Formerly incarcerated women shared their experiences transitioning to life after prison at Ticknor Lounge last night.
The Phillips Brooks House Association (PBHA) Prison Education Groups and the Harvard Progressive Advocacy Group co-hosted the panel, “Women and The Prison Crisis: Issues Facing Incarcerated Women in Massachusetts.” “The purpose of the panel was to reach out to the broader Harvard community,” said Connie E. Chen ’08, co-director of the Harvard Suffolk Prison Education Program. “The prison crisis is a huge problem in Massachussetts, and we want to spread awareness of it.”
The speakers at the panel included Jamie L. Bissonette, coordinator of the Criminal Justice Program for the American Friends Service Committee in New England, and two formerly incarcerated women, Tina Williams and Gail Hall.
Williams, who got a life-sentence for murder at the age of 19, said that jail was inadequate preparation for the real world.
“Locking people up is the new slavery,” she said. “Incarceration fosters dependence on the system because you don’t have a choice of what to wear and what to eat. Jail doesn’t prepare you for dealing with society.”
Hall, like Williams, said she too faced extreme culture-shock.
“I didn’t know where to live and how to get a job,” Hall said. “I didn’t know how to iron, how to use a microwave, how to pay bills, and how to budget.”
The women also shared their experiences in prison.
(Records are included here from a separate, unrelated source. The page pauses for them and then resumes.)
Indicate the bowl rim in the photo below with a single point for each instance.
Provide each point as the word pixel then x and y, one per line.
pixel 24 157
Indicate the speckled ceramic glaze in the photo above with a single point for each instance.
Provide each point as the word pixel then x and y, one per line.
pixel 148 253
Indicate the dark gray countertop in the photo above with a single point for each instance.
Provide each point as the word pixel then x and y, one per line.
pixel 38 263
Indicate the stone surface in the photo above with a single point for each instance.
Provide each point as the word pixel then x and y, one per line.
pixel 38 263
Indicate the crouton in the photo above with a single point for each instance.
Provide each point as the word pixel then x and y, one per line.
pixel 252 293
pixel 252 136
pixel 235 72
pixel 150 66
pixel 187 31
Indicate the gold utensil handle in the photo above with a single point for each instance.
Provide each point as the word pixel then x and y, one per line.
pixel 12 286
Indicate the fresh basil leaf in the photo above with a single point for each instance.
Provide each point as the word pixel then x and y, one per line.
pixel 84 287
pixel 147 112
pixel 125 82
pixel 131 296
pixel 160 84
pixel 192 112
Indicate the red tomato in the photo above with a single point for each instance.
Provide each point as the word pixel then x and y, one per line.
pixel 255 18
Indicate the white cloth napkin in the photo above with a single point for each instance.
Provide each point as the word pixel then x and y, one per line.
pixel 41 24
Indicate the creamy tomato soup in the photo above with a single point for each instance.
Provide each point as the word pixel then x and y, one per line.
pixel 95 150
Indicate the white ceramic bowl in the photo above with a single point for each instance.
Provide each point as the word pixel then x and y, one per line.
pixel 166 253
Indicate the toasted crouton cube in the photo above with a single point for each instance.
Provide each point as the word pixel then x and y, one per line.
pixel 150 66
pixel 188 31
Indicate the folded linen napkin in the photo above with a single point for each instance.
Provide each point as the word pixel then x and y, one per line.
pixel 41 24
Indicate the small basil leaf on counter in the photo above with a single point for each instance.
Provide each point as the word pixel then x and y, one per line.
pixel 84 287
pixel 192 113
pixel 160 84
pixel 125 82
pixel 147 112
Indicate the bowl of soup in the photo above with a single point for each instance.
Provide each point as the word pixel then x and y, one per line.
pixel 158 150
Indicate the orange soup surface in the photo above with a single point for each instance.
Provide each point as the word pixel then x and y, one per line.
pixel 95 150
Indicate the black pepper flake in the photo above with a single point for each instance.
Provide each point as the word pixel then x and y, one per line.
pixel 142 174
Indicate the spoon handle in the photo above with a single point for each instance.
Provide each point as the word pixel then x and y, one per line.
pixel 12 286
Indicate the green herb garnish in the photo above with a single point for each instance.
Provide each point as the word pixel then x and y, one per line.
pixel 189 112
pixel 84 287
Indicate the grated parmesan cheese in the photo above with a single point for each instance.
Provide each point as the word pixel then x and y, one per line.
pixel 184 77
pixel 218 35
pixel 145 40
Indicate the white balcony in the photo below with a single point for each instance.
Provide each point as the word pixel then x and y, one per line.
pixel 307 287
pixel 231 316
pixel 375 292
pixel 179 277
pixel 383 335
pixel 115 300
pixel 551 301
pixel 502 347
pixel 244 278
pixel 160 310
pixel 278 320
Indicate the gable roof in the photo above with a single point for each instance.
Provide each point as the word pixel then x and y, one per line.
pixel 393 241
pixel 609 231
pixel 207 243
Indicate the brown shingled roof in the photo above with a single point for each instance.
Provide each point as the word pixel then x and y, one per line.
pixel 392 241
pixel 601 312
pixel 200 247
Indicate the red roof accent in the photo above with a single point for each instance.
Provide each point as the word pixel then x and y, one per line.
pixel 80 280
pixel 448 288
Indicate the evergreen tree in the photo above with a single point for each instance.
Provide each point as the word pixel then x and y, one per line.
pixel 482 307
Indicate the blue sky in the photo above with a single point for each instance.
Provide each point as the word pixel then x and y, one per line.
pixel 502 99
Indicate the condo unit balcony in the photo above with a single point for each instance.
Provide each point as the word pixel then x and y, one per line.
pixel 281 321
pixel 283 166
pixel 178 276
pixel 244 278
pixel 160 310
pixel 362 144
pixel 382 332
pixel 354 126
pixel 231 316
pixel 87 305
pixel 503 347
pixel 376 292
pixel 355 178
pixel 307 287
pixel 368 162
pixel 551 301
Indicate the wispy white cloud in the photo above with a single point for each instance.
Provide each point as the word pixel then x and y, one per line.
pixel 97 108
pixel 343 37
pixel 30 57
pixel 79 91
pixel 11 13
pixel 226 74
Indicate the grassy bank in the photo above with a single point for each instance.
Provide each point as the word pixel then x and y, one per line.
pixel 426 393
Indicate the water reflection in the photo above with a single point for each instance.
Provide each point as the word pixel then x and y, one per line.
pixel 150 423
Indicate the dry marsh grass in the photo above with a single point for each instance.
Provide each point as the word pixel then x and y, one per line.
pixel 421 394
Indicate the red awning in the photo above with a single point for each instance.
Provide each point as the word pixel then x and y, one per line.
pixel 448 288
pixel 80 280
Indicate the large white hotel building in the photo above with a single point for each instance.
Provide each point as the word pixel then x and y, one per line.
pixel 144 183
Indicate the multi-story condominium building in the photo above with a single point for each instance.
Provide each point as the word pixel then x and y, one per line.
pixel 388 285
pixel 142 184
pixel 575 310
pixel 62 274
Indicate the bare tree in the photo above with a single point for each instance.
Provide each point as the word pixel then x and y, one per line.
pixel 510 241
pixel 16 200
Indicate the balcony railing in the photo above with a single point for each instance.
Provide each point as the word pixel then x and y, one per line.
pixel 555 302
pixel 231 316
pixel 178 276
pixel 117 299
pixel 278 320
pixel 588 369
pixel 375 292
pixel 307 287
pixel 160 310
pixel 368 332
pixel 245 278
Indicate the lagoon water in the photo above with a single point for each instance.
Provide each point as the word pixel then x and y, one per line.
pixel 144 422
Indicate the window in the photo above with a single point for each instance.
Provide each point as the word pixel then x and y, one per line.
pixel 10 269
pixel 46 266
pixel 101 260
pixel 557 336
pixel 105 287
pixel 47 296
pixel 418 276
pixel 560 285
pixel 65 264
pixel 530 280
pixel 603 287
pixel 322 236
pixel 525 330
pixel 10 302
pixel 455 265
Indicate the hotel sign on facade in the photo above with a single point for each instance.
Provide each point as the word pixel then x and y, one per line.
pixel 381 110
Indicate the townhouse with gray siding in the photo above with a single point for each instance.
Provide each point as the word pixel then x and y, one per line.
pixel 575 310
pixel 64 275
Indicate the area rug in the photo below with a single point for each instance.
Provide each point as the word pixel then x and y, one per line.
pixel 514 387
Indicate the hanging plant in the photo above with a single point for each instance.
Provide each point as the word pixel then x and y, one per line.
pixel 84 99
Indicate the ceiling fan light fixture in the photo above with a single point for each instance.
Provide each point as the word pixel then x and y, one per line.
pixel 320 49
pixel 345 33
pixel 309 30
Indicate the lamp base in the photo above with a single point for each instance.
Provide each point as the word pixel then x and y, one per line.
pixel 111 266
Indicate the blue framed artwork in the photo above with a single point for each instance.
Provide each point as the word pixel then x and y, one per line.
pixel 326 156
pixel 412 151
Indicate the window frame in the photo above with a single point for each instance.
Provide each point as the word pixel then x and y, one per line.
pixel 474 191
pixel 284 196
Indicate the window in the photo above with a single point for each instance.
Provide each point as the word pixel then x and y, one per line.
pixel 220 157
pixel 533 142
“I was a criminal, and I used to be proud of it,” Williams said of her past. “I thought I was a hustler. I was like the people they talk about in rap songs, except I was really doing it all.”
Williams said she spent 17 years in prison, during which she escaped four times and had five children.
According to Williams, incarceration has had devastating effects on her life. At 55, she is still on parole, four of her six children have been incarcerated, and she described herself as “only a paycheck away from homelessness.”
In addition to culture-shock, Williams condemned the “lack of equality in justice in this country.”
“Not one rich person is in jail,” she said. “I bet you Donald Trump’s kids won’t go to jail.”
“Money talks, and bullshit walks,” she added, referring to what she said was a common prison slogan.
Williams now works for On the Rise, a Cambridge organization that helps women in crisis.
Hall said she was convicted of second degree murder in September 1994 after killing her “batterer” of seven years.
“The issue of unemployement seems to be one of the major barriers facing those right out of prison,” audience member Aaron K. Tanaka ’05 said, commenting on the difficulties of formerly incarcerated women. Tanaka is a member of the Boston Workers Alliance, which is an organization of unemployed workers.